Inside, it's a departure from Tiffany's usual branch décor which generally adapts design elements from their iconic Fifth Avenue flagship. The Wall Street building's 1907 white marble interior has been lovingly restored, and the Canadian architectural firm Yabu Pushelberg has cleverly created a glittering steel and glass construction which divides the main floor into more intimate selling areas (click right photo for larger view) around a 75-foot light installation by designer Ingo Maurer. Decorative metal louvers on the glass walls subtly reference the coffered ceiling at the flagship. A new staircase to the mezzanine leads to private rooms for important jewel shopping. It all makes for an stunningly lavish and alluring display, but unless you work in the neighborhood, why come all the way down to Wall Street just to shop at Tiffany's when the great big original is right at 57th and Fifth? At the very least, it may be worth it to venture south just to avoid the slack-jawed tourists who regularly throng the flagship's main floor, or you may simply prefer a smaller setting and edited selection. At any rate, both the retail and real estate worlds will be watching very closely to see if Tiffany as well as Hermès can make a luxury shopping enclave out of Wall Street.

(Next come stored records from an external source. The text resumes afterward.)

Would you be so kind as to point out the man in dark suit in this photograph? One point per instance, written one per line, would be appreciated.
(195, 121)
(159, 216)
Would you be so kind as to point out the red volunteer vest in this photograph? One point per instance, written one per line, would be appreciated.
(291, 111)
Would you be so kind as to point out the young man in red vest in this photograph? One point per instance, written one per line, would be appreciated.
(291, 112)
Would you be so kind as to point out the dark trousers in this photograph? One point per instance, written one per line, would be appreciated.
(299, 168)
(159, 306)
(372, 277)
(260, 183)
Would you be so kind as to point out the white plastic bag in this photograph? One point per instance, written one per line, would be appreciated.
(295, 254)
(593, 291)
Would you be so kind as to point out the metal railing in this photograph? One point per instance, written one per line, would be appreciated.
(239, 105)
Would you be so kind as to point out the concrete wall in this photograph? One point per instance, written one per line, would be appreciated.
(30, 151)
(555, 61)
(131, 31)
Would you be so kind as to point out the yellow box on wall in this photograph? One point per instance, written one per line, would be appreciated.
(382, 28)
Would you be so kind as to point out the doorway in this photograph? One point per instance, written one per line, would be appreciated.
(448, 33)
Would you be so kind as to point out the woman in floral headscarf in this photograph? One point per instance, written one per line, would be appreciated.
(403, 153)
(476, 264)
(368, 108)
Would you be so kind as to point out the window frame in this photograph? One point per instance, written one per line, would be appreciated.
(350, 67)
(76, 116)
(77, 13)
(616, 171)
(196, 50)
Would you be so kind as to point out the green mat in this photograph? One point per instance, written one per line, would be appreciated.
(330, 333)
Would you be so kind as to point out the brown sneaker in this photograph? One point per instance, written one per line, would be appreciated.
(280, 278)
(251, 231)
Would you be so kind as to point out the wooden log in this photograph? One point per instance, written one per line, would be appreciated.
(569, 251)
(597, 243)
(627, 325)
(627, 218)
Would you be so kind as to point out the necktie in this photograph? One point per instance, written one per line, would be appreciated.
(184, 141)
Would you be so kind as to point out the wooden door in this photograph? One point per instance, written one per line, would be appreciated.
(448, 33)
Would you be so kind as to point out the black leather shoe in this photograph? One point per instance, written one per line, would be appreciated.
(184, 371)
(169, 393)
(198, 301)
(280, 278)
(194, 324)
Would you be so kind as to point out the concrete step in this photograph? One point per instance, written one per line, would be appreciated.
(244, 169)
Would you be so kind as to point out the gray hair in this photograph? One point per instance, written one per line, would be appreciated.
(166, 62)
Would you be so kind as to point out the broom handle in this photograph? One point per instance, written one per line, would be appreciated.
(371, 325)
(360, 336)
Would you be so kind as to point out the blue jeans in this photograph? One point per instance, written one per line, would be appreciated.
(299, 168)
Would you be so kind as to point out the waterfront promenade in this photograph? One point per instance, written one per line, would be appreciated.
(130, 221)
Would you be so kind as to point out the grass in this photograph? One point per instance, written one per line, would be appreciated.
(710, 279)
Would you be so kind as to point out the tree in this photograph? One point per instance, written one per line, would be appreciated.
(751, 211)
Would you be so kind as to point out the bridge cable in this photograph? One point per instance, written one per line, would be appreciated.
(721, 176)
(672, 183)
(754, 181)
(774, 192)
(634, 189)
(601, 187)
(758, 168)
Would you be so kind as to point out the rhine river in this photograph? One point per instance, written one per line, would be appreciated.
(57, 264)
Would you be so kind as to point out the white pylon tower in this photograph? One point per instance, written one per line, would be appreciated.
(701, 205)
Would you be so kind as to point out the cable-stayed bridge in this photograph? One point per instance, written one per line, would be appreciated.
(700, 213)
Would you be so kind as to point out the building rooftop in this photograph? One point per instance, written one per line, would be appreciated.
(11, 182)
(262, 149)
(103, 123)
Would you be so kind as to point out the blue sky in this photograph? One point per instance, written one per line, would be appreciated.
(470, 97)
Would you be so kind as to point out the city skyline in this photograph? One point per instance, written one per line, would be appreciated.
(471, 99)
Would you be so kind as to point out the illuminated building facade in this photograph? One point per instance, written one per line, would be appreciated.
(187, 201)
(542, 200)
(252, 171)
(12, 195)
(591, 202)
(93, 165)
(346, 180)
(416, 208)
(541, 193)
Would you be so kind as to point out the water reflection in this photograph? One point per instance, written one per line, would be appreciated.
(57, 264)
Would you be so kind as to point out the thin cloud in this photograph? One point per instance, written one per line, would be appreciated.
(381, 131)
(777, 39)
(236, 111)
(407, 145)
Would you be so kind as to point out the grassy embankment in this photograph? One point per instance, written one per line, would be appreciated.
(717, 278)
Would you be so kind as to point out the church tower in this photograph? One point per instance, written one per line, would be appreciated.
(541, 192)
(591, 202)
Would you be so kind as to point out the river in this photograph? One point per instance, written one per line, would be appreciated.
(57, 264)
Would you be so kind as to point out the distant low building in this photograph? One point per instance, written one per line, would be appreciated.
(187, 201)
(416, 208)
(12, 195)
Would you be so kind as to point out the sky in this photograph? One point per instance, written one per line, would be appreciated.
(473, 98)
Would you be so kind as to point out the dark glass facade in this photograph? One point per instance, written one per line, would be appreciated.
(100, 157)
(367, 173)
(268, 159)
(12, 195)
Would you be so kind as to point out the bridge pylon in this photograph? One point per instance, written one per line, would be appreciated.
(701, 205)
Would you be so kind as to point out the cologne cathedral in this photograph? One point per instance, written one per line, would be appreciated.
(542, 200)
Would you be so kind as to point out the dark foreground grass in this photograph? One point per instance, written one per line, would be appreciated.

Tiffany & Co. 37 Wall Street, Financial District
We're taking a little break from our bi-annual Fashion Week coverage because it's been so long since Alex Kuczynski has given us much to say. Today in Thursday Styles The Critical Shopper visits that most iconic of stores, Tiffany & Co. It may be one of the most famous stores in the world, aspirational to millions, and yet commonplace to others who see its fame as indicative of a lack of exclusivity. In fact its main floor is one of the great shopping tourist attraction in the city making it impenetrable during weekends and Holiday seasons, a place most New Yorkers would go out of their way to avoid. Tiffany presents a paradox of sorts, selling thousands of engagement rings a year, while savvy shoppers know that larger equal quality diamonds can be had for far better prices in any number of outlets. The premium price is for the little blue box that is essentially worthless, but invaluable to so many. But we aren't going to dissect Tiffany here, this is about Alex, and this week she once again tells a tale of scatterbrained idiocy,
...the best test, I thought, would be to see if an earring I left there for repair in 2002 was still at the store.
So much time had passed that Tiffany’s customer service department has moved to another floor. It had been so long that people I know have met, gotten engaged (with that little blue box), married, had a child and already divorced. It had been so long that I had lost all the paperwork stating my ownership of the earring.
On a Sunday afternoon last month, I sat waiting in the confessional-like carrels of the service department, expecting to be told that the small Schlumberger turquoise earring (a gift) had long been remanded to the bad, anonymous place where all unclaimed repaired earrings go. But after five minutes of gentle tapping at her computer, the attendant summoned me. It had been sent to an outlying warehouse, but they had it.
Here's the question: Who forgets to pick up a Schlumberger earring for five years? If there's anything exclusive and luxurious about Tiffany, it the Jean Schlumberger collection, which warrants its own private salon, set off from the bustle of the rest of the store. It is not jewelry one loses track of, and a fine jeweler doesn't just toss away unclaimed repairs like a dry cleaner that loses your pants. It is unlikely that many people (or any people, really) just forget about precious jewels they have sent for repair, but Alex is not just any person. Don't ever change, baby.